5. What's the best way to manage my radio infrastructure? A wave of new WLAN "switch" architectures from established companies such as Symbol and Proxim Inc., as well as from a bevy of start-ups, aim to ease AP configuration and management in large installations. The idea is to centralize control of a dumb AP infrastructure in a "smart" collapsed-backbone device.
This approach purports to lower the cost of each AP—which adds up in large shops that might require hundreds or thousands of them—and to enable greater scalability and lower operations costs.
But that doesn't mean that if you want a smart AP, you can't get centralized management, too—unless this option blows your budget. For example, Cisco Systems Inc. offers its Wireless LAN Solutions Engine, a data center appliance and CiscoWorks management module that centrally configures and manages up to 500 APs. But Cisco Aironet 1100 and 1200 APs are far from dumb; they run the full complement of Cisco Internetworking Operating System routing software—enabling, for example, wireless virtual LAN (VLAN) support.
Symbol also supports wireless VLANs, but it builds them into its Mobius Axon wireless switch, not into the AP. VLAN profile information is enforced before incoming traffic hits the wired network or outbound traffic is distributed to wireless users.
6. Can I integrate WLANs with other networks? Network nirvana is when users can roam among disparate wired and wireless networks without having to reconfigure settings or reauthenticate. Multimode products are emerging that combine several versions of 802.11, as well as connectivity to 2.5- and 3-generation (2.5/3G) mobile WANs from the licensed carriers. For example, Texas Instruments Inc. in March announced chip sets for PDAs that combine 802.11b, GSM/GPRS and Bluetooth capabilities. NetMotion Wireless Inc. in Seattle has client software for roaming among any type of packet-based wired or wireless LAN or WAN. The software simply detects the most robust network connection available and transparently connects the user to it, keeping VPN sessions intact.
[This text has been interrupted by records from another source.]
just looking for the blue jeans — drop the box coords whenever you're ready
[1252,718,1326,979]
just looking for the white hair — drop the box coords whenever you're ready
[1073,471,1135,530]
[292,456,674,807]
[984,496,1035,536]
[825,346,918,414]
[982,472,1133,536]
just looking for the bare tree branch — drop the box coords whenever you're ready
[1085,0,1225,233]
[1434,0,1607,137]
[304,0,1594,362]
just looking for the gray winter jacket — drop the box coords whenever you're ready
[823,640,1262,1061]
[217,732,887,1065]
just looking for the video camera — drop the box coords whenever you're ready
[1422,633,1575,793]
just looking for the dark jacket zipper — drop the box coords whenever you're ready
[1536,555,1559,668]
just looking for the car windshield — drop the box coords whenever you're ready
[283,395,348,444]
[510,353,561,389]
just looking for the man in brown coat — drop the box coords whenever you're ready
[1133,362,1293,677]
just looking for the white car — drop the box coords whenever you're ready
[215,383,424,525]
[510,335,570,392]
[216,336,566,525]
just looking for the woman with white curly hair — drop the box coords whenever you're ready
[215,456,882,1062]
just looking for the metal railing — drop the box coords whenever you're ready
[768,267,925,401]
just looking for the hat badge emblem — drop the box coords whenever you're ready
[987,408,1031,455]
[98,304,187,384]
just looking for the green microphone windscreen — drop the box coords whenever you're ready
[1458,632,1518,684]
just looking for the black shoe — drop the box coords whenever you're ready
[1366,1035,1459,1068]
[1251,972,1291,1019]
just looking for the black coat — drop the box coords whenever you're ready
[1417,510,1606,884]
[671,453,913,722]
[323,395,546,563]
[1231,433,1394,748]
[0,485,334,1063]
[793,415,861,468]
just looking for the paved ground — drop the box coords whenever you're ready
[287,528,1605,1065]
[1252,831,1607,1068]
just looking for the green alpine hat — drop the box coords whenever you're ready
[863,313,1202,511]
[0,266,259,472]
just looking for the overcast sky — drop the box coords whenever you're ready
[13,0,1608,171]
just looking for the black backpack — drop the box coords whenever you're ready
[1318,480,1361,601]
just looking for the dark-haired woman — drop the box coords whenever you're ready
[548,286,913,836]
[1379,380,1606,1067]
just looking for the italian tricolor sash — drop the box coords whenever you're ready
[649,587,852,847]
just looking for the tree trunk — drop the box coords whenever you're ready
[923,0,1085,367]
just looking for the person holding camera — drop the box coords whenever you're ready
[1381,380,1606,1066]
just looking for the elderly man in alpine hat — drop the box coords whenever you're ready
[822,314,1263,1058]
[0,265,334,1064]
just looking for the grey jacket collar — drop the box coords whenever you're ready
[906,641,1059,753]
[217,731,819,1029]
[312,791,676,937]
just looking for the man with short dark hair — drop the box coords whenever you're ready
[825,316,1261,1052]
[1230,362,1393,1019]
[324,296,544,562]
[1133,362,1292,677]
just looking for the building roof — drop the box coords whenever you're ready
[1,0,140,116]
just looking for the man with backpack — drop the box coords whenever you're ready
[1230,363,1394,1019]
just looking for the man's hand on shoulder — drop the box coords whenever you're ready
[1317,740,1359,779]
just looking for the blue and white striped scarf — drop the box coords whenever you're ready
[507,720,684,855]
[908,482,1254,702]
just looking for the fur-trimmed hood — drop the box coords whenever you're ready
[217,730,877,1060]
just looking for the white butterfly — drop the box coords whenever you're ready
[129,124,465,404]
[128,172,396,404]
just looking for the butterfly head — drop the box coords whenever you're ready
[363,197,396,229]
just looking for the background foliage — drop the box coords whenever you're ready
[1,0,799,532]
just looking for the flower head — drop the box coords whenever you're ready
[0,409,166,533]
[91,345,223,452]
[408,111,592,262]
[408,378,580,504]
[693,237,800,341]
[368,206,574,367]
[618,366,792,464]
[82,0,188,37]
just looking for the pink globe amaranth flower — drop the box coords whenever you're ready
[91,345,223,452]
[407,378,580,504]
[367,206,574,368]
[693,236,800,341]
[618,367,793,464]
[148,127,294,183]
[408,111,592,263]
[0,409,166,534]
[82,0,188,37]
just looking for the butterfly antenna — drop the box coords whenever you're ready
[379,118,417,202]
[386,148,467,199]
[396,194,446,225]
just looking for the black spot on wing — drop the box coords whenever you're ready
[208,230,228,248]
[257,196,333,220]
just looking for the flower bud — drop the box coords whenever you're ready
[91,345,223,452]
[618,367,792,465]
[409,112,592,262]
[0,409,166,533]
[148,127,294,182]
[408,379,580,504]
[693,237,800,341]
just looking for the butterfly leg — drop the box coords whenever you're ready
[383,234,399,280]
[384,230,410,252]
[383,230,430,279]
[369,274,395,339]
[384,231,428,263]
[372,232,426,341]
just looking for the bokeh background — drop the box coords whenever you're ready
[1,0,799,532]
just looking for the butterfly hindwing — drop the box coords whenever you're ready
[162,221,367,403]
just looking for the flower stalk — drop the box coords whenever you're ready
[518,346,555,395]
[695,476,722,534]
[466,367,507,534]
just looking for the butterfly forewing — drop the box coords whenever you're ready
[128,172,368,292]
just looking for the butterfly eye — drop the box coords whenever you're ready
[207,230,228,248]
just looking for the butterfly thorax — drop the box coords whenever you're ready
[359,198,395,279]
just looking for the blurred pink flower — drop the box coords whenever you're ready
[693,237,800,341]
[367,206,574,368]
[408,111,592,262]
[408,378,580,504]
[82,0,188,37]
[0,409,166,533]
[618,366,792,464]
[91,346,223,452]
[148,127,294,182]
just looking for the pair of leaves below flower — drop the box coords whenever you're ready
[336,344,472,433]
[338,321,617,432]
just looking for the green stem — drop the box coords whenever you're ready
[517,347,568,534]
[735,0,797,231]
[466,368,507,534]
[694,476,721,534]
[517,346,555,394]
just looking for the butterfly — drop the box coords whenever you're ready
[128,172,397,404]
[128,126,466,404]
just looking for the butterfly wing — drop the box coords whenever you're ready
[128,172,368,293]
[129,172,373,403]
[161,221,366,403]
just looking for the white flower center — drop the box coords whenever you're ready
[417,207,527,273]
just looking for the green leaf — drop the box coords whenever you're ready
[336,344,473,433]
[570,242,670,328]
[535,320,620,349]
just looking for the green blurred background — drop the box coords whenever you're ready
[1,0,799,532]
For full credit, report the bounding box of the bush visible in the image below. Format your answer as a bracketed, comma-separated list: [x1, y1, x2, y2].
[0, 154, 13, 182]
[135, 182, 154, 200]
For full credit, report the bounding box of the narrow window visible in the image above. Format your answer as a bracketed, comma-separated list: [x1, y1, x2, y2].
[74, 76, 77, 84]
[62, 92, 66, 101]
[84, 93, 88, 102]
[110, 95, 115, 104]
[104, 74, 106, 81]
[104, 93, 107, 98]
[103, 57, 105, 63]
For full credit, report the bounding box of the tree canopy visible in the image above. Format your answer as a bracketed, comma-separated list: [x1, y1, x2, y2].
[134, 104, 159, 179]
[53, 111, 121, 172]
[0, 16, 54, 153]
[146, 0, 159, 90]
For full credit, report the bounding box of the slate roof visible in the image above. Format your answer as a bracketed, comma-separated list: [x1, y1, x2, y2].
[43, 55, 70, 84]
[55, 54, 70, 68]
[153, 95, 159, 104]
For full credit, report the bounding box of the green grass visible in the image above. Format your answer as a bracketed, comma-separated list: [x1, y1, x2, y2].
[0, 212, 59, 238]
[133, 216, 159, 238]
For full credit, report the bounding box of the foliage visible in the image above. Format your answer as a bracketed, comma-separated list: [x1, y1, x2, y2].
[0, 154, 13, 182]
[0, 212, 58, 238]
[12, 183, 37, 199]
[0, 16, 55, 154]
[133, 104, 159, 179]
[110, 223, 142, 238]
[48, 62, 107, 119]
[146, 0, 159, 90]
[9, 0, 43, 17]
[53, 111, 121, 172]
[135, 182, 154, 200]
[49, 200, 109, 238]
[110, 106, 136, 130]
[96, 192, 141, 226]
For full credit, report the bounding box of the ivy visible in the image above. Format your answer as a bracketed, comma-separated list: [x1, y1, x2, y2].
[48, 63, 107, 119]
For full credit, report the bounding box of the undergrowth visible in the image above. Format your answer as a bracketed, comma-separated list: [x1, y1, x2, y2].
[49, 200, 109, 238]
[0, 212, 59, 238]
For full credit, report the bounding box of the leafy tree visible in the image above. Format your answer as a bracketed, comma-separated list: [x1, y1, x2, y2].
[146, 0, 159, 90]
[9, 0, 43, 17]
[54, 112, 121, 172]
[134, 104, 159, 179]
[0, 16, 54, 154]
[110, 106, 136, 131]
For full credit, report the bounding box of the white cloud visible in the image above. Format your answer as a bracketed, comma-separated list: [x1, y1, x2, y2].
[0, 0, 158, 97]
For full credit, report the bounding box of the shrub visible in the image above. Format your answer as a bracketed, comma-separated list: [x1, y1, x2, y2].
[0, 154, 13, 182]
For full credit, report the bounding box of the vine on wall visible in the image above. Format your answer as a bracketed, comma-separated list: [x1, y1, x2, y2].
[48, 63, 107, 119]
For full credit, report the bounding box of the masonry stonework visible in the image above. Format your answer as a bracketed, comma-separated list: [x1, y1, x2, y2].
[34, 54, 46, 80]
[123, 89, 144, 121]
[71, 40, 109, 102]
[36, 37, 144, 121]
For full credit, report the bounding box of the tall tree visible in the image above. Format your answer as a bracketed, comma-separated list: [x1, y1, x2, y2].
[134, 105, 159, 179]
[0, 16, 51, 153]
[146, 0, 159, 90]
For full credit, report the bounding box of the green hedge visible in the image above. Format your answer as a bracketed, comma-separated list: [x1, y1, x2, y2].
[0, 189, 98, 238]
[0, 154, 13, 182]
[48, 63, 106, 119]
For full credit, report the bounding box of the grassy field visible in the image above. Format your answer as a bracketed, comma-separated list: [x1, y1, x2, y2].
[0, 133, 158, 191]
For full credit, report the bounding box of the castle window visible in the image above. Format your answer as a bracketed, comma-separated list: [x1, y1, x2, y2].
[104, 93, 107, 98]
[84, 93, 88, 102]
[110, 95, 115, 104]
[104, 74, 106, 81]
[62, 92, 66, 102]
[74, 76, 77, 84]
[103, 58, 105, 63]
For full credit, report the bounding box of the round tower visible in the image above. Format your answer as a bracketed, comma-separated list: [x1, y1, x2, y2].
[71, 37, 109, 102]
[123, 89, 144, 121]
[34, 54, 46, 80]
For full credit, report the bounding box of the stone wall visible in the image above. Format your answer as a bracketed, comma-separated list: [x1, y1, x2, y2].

Such internetwork roaming will grow increasingly handy as WLAN-based public services, called Wi-Fi hot spots, continue to sprout up in airports, hotels, malls and other public locations. The licensed 2.5/3G carriers have begun offering 802.11b-based hot-spot services to complement their ubiquitous, but slower, 2.5/3G packet data services (see chart above).
Today's 2.5/3G services provide 20K to 60Kbit/sec. throughput per user, depending on the technology used. So multimegabit-speed Wi-Fi networks, where available, offer a better-performing option.